The Russian government is making every effort that anyone coming to Davos knows that Russia is open for business as Moscow prepares to host the G20 later in the year. Russia has launched a very high profile public relations blitz aimed at the media and large companies at this year’s World Economic Forum.
Unfortunately for the Russians, Prime Minister Dmitri Medvedev launched the charm offensive with a lacklustre speech at a plenary session on the first day, in which he called for closer union with the European Union to build a single economic space stretching from the Atlantic to the Pacific. But this dramatic vision was lost in a mass of economic detail, and a lengthy defence of his government’s plan to focus on increasing the efficiency of Russian public bodies, which may be a worthy aim but failed to capture the Davos audience.
But the Russians will be busy all week. Leading global accountancy and consulting firm PwC later hosted a major open panel discussion in the specially designated House of Russia outside the Congress Centre. This included Sergei Guriev of the New Economic School in Moscow, Leonid Grigoriev of the Higher School of Economic in Moscow, Pavel Andreev of the Valdai Club Foundation, and David Gray of PwC.
And in coming days, the House of Russia will field talks and panels at strategically timed moments in the programme. These include people like Vladimir Dmitriev, Chairman of Vnesheconombank (VEB), one of Russia’s larger state corporations performing functions of the Bank for Development as it seeks to diversify the Russian economy; Ruben Vardanian, Co-Head of Sberbank CIB, which has just launched a corporate & investment banking arm; Andrey Kostin, President and Chairman of the VTB Bank, is also part of the charm offensive, backed by his chief economist Maxim Oreshkin who will summarise VTB’s report on the Russian economy and makes forecasts for 2013.

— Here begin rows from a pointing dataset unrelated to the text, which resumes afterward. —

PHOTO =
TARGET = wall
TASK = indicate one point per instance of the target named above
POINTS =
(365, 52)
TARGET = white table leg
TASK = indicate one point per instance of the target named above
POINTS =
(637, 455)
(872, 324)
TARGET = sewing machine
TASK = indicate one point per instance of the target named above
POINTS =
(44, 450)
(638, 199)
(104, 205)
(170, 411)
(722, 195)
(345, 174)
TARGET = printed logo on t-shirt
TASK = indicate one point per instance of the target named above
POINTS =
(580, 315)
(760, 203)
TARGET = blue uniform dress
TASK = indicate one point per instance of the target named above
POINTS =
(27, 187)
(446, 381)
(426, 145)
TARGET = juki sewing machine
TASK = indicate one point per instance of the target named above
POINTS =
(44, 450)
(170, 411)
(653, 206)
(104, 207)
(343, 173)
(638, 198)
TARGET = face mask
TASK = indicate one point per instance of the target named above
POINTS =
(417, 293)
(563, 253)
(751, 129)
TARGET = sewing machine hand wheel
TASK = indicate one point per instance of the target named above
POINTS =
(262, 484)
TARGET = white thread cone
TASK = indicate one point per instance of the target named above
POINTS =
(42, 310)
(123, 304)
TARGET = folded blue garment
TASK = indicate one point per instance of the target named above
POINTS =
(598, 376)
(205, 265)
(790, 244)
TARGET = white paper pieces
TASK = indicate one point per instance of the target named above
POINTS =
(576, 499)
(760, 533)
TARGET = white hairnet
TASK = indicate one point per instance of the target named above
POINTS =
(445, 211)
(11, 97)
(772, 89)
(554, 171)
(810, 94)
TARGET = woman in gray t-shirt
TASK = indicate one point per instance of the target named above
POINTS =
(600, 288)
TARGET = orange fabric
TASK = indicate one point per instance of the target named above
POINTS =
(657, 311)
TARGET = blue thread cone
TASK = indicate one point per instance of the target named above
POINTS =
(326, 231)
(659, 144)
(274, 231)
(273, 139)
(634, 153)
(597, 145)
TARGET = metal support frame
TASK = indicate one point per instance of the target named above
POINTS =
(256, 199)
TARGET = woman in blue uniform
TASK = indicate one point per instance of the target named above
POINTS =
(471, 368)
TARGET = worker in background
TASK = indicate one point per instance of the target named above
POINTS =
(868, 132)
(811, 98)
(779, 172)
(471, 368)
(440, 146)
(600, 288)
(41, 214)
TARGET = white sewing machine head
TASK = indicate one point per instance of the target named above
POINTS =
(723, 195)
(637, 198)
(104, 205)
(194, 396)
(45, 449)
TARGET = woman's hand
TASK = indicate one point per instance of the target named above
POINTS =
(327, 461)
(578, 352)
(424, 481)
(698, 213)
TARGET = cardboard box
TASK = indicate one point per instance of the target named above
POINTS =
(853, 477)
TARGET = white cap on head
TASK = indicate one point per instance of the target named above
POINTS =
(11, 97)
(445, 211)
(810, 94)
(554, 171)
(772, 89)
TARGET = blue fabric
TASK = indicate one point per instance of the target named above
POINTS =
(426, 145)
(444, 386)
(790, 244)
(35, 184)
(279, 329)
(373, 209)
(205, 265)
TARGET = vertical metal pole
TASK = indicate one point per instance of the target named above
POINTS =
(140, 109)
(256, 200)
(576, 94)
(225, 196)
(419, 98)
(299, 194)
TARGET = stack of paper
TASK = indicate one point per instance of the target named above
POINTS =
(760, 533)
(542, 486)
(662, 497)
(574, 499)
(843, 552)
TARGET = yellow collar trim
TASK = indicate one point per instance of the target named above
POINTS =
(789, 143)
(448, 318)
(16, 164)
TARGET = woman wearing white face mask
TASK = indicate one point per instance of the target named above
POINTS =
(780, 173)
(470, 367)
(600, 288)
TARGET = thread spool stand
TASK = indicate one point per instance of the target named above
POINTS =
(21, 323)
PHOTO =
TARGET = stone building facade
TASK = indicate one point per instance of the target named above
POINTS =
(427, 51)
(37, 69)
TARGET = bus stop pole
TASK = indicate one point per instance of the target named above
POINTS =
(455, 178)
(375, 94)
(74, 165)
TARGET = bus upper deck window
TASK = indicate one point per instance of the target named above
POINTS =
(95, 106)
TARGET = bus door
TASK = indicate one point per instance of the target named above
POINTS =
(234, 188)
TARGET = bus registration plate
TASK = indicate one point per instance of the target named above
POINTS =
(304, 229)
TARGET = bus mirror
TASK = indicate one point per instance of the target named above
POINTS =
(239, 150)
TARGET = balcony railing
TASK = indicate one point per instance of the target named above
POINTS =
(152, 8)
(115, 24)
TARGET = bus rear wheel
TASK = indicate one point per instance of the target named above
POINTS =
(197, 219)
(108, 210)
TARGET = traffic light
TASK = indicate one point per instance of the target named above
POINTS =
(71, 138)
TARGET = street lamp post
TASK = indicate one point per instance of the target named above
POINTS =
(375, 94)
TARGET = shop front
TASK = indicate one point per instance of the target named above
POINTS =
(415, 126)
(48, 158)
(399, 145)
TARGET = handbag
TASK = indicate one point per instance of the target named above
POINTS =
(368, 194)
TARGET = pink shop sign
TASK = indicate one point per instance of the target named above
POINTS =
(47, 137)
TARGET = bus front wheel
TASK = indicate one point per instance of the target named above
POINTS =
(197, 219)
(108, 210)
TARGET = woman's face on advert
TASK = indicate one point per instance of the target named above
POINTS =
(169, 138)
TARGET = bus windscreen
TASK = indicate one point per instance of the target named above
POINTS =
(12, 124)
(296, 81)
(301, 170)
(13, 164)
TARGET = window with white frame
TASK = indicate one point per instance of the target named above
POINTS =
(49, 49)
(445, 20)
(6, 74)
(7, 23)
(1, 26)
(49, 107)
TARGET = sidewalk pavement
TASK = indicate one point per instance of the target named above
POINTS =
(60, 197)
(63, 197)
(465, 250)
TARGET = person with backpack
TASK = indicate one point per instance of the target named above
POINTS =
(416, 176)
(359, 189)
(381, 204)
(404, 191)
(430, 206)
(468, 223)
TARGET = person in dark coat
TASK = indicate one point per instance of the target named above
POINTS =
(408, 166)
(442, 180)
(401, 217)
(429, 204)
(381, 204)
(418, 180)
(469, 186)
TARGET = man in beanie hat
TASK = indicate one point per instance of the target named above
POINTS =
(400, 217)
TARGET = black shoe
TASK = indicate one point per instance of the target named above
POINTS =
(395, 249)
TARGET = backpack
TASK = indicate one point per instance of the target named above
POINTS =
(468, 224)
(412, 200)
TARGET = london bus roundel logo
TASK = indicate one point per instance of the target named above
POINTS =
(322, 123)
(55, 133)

And Kirill Dmitriev, CEO of The Russian Direct Investment Fund (RDIF), will talk about the $10 billion fund his company manages once it was established by the Russian government to make equity investments primarily in the Russian economy.
What is impressive about this campaign is the level of access that leading Russian companies are offering as they seek to re-engage with the global economy, and re-assure the major banks and corporates that Russia is still a good place to do business.